The workflow provider then outlines the steps in the workflow — in the example, the loginStep followed by the getPetStep — using Runtime Expressions to provide the reference to the input values and values to be reused between steps. For example, the input username is referenced using the expression $inputs.username:

  steps:
  - stepId: loginStep
    description: This step demonstrates the user login step
    operationId: loginUser
    parameters:
      # parameters to inject into the loginUser operation (parameter name must be resolvable at the referenced operation and the value is determined using {expression} syntax)
      - name: username
        in: query
        value: $inputs.username
      - name: password
        in: query
        value: $inputs.password
    successCriteria:
      # assertions to determine step was successful
      - condition: $statusCode == 200
    outputs:
      # outputs from this step
      tokenExpires: $response.header.X-Expires-After
      rateLimit: $response.header.X-Rate-Limit
      sessionToken: $response.body
  - stepId: getPetStep
    description: retrieve a pet by status from the GET pets endpoint
    operationRef: https://github.com/swagger-api/swagger-petstore/blob/master/src/main/resources/openapi.yaml#/paths/~1pet~1findByStatus/get
    dependsOn: loginStep
    parameters:
      - name: status
        in: query
        value: 'available'
      - name: Authorization
        in: header
        value: $steps.loginUser.outputs.sessionToken
    successCriteria:
      - condition: $statusCode == 200
    outputs:
      # outputs from this step
      availablePets: $response.body
  outputs:
      available: $steps.getPetStep.availablePets

The steps also provide success criteria, allowing workflow consumers to understand what to watch for in their code, dependencies, and the outputs from each step that can be consumed later.
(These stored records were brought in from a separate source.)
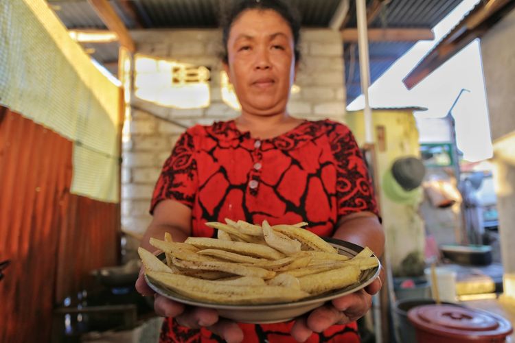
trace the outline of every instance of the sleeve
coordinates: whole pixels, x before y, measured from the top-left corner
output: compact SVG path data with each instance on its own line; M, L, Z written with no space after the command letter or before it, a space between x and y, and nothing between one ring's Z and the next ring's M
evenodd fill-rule
M150 214L161 200L172 199L193 207L197 191L197 169L194 136L183 133L165 161L150 203Z
M372 180L352 132L335 123L329 137L336 160L339 217L362 211L378 216Z

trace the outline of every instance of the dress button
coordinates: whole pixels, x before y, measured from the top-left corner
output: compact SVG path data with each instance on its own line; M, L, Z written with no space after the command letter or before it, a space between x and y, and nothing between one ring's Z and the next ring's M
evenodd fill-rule
M259 182L256 181L255 180L251 180L251 182L249 182L249 187L251 187L252 189L255 189L258 188L258 185L259 185Z

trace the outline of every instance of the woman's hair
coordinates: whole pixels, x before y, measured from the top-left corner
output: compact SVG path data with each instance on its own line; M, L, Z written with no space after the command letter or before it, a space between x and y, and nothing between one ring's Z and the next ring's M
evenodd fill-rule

The benefits of the Workflow specification are immediately apparent when you consider a Workflow document that helps API consumers implement integrations with multiple APIs. There is also the potential, however, for publishers in an API marketplace to leverage Workflow documents as well, knitting together sequences of API calls across multiple, separate APIs from different providers. The Workflow use case, while not necessarily new, therefore has great potential for simplifying the consumption of APIs for API consumers while still allowing them to control how they consume APIs.

For a more detailed look at OAI Workflows please see this post over at the Swagger website.

Final Thoughts: Adopting Standards for Linking API Requests

The examples above are one small part of the tools a developer can use to link between API requests. In this article, we’ve focused on linking at design-time and providing sequencing information through specification documents. Developers will, however, likely use other tools based on their programming language of choice or the platforms provided by the organization they work for.

Links in OpenAPI and OAI Workflows are not, however, just documents to be read by humans or their chosen AI. These specifications are machine-readable by design but are only really effective if tools support them. It’s in the gift of tooling makers and their communities to make these standards for linking API requests successful by implementing support for them.